Other files of particular interest include:
handwriting.gui.DrawingEditor
: Run this to create handwriting samples
and test your learners.
core.Histogram
: Implements a Histogram data type. This will be useful for
kNN among other things.
core.Classifier
: Interface for our machine learning algorithms.
handwriting.core.Drawing
: Data type for handwriting samples. Drawing::distance
is used by kNN.
handwriting.core.SOMDrawingBridge
: Classifier
front-end that turns
Drawing
objects into FloatDrawing
objects to make life easier for the
self-organizing map.
Experiments
- Complete the implementations of the above files as specified.
- Using
DrawingEditor
, draw 20 samples each of two letters. For each drawing, click the “Record” button when it is complete. For the label, use the letter that you drew. Once this is complete, save the file (using the Save command on the File menu).
- Test the performance of
Knn3
on these two letters. Use the Assess
menu
option under the Learner
menu, and perform 4-way cross-validation.

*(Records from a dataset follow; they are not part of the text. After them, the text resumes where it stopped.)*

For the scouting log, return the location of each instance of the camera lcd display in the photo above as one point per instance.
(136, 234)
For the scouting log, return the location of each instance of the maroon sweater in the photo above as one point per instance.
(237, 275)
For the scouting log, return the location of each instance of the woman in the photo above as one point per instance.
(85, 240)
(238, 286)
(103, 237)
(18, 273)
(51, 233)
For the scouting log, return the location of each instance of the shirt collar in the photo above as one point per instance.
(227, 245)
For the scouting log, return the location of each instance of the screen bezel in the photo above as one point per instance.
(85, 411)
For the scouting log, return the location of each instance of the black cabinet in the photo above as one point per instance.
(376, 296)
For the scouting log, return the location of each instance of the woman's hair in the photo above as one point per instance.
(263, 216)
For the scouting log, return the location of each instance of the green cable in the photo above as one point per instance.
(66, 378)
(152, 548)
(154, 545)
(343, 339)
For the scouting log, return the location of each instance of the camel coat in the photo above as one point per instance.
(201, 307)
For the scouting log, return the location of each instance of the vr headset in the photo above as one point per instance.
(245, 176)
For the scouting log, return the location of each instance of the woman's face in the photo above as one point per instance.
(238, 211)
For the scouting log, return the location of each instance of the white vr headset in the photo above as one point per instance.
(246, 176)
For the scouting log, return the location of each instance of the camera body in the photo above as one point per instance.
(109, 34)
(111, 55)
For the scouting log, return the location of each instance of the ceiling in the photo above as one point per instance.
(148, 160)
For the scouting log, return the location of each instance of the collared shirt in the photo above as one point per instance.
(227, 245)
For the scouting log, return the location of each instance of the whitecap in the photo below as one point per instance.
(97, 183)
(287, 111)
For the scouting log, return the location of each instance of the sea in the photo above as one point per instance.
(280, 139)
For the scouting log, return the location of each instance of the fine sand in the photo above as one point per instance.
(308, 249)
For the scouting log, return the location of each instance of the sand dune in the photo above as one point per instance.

- Expand your data set to train it to distinguish three letters. Save the
expanded data set under a different filename.
- Continue iterating this process until you can build a classifier that can distinguish at least eight different letters.
- Compare the performance of k=3 against two other values of k.
- Repeat this process with the self-organizing map. Compare performance with
three different map sizes.
Paper
When you are finished with your experiments, write a paper summarizing your findings. Include the following:
- An analysis and discussion of your data. (Be sure to include the data as well.)
- What effect did variations of the value of k have?
- How about variations in map size?
- What insights did you gain from the SOM visualizations?
- Compare the performance of kNN and the SOM for the handwriting classification tasks. Which worked better? Why?
- Beyond the actual results, what other issues are noteworthy?
Submission
- Post your code on Github in your private repository. Make sure the instructor is added as a collaborator.
- Upload your paper to Microsoft Teams.
Grading Criteria
- Level 1
- The
kNN
algorithm is implemented and functional.
- The paper includes an analysis of
kNN
for the handwriting problem.
- Level 2
- The self-organizing map algorithm is implemented and functional.
- The paper includes all of the above analysis.
- Level 3
- Find a real-world data set that you would like to explore. Do the following:
- Perform unsupervised learning on the data set with the self-organizing map and produce a visualization.
- What insight do you get about the data from this process? Analyze in your paper.
- Perform supervised learning on the data set comparing kNN and the SOM.
- Which produced the best performance? Why?